With the cost of living rising faster than it has done in decades and global problems only going to make this worse, hundreds of thousands of people are really starting to struggle to make ends meet. The most vulnerable are now having to make the decision to put food on the table or to turn on the heating. But for many, there is a way of avoiding this terrible dilemma.
If you are a homeowner and are over 55 years old, then you could consider a Lifetime Mortgage or Equity Release plan as your saviour.
The largest asset for most people is the property in which they live that ties up thousands of pounds. A Lifetime Mortgage is a way of unlocking equity, without putting the home that you live in at risk. Unlike a traditional mortgage, you don’t need to have an income to qualify and there are no mandatory monthly payments to make. Yes, this could reduce the value of your estate that you will leave to your beneficiaries, but consider that that if you asked them if they would be happy to receive a little less from you, in exchange for you being able to put your heating on, most would agree that it is a small price to pay.
With a Lifetime Mortgage you still own your home, you just owe money that is secured against its value, just like any other type of mortgage. People are often worried that borrowing a small amount against its value will eliminate any legacy that they will leave their loved ones, but this is just not true. When the inevitable happens your executors sell the property for as much as they can achieve, then once the Lifetime Mortgage is repaid, whatever is left will be distributed according to your Will.
Let’s look at an example of how this might work.
If you are 70 years old and live in a property valued at £200,000, based on the interest rates available today (25/02/2022) you could borrow as little as £10,000 with a lifetime fixed rate of interest of just 2.92%. Assuming you don’t make any payments on the Lifetime Mortgage, and you lived until you were 90, the total amount you would owe in 20 years’ time would be less than £18,000 Including the £10,000 borrowed! Now we don’t know what will happen to the value of properties in the future, but let’s assume that it remains at £200,000, then there will still be over £180,000 to leave to your beneficiaries if that is when the plan came to an end.
In these uncertain times you can also have a cash reserve or drawdown in place so that if you need more money it is available to you at any time.

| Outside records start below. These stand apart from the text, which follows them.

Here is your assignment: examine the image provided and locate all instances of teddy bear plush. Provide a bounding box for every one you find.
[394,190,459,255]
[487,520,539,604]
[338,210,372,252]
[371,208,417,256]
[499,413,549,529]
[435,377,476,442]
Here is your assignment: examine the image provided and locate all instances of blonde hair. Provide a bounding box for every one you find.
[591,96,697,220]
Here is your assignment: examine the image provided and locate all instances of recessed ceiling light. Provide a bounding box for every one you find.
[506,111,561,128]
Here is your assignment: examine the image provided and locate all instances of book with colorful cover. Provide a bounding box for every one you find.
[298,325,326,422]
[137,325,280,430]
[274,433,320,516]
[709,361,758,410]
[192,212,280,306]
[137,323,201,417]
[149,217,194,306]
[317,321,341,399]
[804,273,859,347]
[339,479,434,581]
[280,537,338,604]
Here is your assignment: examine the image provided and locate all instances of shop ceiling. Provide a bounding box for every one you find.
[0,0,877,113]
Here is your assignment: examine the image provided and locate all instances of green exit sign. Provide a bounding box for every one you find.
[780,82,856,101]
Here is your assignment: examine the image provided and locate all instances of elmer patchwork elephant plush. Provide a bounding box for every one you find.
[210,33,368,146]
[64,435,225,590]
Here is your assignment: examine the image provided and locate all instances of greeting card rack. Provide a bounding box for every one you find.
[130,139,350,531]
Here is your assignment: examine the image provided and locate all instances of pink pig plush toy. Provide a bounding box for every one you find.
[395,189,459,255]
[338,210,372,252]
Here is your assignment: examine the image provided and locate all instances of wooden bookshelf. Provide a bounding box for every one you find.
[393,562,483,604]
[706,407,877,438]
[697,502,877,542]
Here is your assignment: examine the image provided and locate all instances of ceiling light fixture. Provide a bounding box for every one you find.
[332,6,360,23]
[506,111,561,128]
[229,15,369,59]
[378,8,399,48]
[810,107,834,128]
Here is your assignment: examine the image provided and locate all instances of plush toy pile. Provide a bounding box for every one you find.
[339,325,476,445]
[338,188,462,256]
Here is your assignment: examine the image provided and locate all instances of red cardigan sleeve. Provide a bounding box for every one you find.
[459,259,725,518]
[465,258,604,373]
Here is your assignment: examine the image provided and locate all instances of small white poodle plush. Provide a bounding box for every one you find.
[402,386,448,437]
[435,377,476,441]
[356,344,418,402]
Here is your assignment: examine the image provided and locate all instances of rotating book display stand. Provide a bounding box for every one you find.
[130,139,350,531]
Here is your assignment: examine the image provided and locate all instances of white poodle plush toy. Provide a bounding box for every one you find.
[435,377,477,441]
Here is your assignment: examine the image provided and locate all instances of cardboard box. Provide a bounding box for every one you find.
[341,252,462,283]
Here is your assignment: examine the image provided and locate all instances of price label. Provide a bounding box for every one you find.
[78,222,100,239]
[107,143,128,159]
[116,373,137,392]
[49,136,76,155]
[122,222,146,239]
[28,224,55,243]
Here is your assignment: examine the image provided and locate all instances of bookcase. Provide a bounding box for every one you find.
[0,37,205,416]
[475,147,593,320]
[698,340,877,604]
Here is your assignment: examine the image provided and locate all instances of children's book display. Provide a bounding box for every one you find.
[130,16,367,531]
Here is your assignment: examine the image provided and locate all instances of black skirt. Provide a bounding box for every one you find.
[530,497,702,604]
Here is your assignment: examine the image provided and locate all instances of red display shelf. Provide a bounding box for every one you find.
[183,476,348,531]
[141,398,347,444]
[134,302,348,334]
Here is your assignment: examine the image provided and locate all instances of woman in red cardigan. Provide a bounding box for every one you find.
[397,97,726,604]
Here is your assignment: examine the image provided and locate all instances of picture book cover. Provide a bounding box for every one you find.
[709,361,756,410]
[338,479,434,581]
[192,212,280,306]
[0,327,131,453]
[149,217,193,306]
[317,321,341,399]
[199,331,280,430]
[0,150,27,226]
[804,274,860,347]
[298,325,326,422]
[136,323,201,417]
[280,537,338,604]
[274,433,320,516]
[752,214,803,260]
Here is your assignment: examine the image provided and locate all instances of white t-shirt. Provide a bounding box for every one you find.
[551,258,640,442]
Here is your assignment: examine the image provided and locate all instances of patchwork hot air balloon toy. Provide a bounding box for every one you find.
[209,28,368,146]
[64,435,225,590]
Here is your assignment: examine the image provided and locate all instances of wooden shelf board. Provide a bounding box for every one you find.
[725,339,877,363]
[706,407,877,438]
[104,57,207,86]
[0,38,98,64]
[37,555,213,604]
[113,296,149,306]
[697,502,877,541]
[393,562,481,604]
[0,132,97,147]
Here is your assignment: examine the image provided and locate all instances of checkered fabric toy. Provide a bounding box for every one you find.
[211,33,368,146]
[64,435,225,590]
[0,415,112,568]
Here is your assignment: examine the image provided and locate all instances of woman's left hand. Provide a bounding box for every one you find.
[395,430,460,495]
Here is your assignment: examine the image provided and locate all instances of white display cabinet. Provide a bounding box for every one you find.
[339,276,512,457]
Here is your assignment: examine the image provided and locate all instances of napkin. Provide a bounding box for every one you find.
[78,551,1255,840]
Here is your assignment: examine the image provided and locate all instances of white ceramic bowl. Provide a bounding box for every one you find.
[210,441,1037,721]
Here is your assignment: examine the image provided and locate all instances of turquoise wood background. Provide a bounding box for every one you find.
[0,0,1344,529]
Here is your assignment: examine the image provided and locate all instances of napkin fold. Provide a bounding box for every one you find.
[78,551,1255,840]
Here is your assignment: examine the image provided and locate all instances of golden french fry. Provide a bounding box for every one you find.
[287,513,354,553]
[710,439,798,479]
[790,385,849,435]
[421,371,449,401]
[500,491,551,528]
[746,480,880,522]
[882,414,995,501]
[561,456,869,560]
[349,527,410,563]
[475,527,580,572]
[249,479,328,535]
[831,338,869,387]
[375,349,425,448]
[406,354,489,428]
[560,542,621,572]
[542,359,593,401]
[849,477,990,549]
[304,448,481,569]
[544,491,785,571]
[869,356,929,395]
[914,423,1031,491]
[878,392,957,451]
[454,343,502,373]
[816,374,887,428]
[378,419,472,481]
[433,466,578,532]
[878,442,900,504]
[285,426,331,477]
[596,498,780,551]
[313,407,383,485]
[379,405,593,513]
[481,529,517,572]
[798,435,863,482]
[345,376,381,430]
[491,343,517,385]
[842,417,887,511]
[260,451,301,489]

With this arrangement you do not pay any extra interest until you borrow more money and then it is paid only on what you take.
With this option it allows clients to take only what they need for now and then have the peace of mind that more is available if needed in the future.
It is still commonplace that the property in which a person lives is the legacy that they will leave to their families, but that shouldn’t come at the sacrifice of one’s own standard of living. And utilising the equity in the property to maintain a standard of living might not be as expensive as you think.